Le plaisir ne tient qu’à un fil

 

Tout cela procure à l’ensemble un aspect très convenu. Mais si on parvient à la prendre pour ce qu’elle est, on ne passe pas un mauvais moment en regardant « Silo ». Il faut d’abord lui reconnaître sa capacité à conserver notre attention grâce à une légère montée en puissance de son suspense au fil des épisodes et à la cohérence de son scénario, plutôt bien ficelé. Dommage une nouvelle fois que les nombreux flash-back pseudo-romantiques censés apporter des éclaircissement à l’intrigue viennent trop souvent casser la dynamique en cours. Par ailleurs, même si la série ne brille pas par la qualité de ses dialogues, son actrice principale est si talentueuse que c’est un plaisir de faire équipe avec elle. Et enfin, il y a cette fin réussie qui vient briser nos certitudes et nous pose plus de questions qu’elle n’en résout.
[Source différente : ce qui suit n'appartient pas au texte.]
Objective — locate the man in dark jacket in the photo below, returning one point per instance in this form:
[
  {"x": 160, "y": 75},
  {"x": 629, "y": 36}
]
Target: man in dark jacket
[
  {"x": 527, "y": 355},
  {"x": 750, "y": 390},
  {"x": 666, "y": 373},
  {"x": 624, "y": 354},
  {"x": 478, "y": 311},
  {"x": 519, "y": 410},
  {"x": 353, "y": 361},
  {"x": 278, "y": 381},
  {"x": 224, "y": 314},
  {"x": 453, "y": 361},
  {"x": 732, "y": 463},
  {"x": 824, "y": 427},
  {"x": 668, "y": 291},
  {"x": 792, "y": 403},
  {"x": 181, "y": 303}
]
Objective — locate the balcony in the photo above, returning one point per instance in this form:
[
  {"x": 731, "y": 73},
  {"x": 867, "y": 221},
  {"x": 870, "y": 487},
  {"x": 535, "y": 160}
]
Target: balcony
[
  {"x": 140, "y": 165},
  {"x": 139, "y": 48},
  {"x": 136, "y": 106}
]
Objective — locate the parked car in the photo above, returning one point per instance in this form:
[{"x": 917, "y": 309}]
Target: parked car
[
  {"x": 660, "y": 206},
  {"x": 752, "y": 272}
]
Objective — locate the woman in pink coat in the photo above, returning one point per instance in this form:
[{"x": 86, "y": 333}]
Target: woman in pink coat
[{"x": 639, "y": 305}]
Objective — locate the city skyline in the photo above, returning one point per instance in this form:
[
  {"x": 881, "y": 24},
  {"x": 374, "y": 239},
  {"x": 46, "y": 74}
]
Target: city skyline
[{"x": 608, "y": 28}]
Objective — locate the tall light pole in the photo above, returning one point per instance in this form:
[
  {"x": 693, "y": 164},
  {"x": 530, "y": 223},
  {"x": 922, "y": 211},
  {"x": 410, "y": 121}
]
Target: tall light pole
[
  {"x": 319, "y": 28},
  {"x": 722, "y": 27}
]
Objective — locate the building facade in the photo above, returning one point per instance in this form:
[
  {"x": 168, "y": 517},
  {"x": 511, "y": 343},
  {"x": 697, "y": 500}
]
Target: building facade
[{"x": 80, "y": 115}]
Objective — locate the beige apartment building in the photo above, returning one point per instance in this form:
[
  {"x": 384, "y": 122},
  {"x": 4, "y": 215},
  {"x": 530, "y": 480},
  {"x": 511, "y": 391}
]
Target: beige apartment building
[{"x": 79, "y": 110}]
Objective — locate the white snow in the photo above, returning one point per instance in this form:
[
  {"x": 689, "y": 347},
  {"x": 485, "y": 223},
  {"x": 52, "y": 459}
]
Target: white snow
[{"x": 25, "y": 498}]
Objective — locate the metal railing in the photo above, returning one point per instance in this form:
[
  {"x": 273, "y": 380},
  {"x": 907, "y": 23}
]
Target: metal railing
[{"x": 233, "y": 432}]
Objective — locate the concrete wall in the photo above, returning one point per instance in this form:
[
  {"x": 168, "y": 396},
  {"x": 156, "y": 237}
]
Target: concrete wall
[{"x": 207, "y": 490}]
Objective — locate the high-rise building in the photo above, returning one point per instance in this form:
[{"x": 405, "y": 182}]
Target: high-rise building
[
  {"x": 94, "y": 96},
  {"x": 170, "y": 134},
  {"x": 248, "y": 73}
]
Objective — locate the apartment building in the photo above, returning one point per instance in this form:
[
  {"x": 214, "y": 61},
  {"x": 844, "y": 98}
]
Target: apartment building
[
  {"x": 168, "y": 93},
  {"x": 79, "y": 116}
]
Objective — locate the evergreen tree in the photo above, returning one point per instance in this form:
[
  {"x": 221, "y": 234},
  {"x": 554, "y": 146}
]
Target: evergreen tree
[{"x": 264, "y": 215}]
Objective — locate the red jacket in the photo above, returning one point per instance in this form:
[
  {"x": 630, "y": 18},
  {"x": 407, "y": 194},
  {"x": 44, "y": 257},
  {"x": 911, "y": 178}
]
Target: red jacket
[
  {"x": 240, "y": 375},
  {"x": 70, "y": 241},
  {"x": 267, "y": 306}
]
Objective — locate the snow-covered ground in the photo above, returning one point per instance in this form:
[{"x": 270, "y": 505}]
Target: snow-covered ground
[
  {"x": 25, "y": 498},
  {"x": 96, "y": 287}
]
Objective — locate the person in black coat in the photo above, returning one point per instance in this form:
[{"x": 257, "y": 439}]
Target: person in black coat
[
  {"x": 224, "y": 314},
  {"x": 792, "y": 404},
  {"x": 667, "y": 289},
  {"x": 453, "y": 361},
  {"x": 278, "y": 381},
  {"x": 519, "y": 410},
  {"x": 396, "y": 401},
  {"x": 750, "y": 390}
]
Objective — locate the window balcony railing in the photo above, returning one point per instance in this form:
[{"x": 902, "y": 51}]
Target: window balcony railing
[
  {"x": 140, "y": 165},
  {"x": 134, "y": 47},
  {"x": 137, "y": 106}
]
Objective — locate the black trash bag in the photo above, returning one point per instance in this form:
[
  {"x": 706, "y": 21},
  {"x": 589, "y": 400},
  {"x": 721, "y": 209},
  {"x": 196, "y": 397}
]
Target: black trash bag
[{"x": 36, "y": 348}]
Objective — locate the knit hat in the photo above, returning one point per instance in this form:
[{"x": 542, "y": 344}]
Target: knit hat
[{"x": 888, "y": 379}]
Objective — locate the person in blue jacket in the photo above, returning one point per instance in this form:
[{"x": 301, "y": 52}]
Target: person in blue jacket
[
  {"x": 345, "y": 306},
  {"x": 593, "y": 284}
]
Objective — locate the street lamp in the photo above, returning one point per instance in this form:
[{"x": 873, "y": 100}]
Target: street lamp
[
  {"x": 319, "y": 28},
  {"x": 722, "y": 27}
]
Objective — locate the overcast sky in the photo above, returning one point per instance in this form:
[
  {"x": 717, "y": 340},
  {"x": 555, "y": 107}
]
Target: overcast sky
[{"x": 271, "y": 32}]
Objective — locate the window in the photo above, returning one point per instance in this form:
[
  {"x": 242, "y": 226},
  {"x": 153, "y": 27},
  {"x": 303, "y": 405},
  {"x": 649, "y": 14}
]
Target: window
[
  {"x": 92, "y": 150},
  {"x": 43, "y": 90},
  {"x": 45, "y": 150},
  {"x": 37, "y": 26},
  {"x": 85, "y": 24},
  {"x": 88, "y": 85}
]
A tel point qu’on ne sait plus qui, de ceux qui cherchent ou de ceux qui cachent, sont les plus à même d’apporter du bienfait à la population. C’est en tout cas suffisamment malin pour attiser une nouvelle fois notre curiosité. Alors oui, « Silo » est loin d’être une série parfaite, mais elle est suffisamment bien menée pour nous donner envie de regarder sa suite.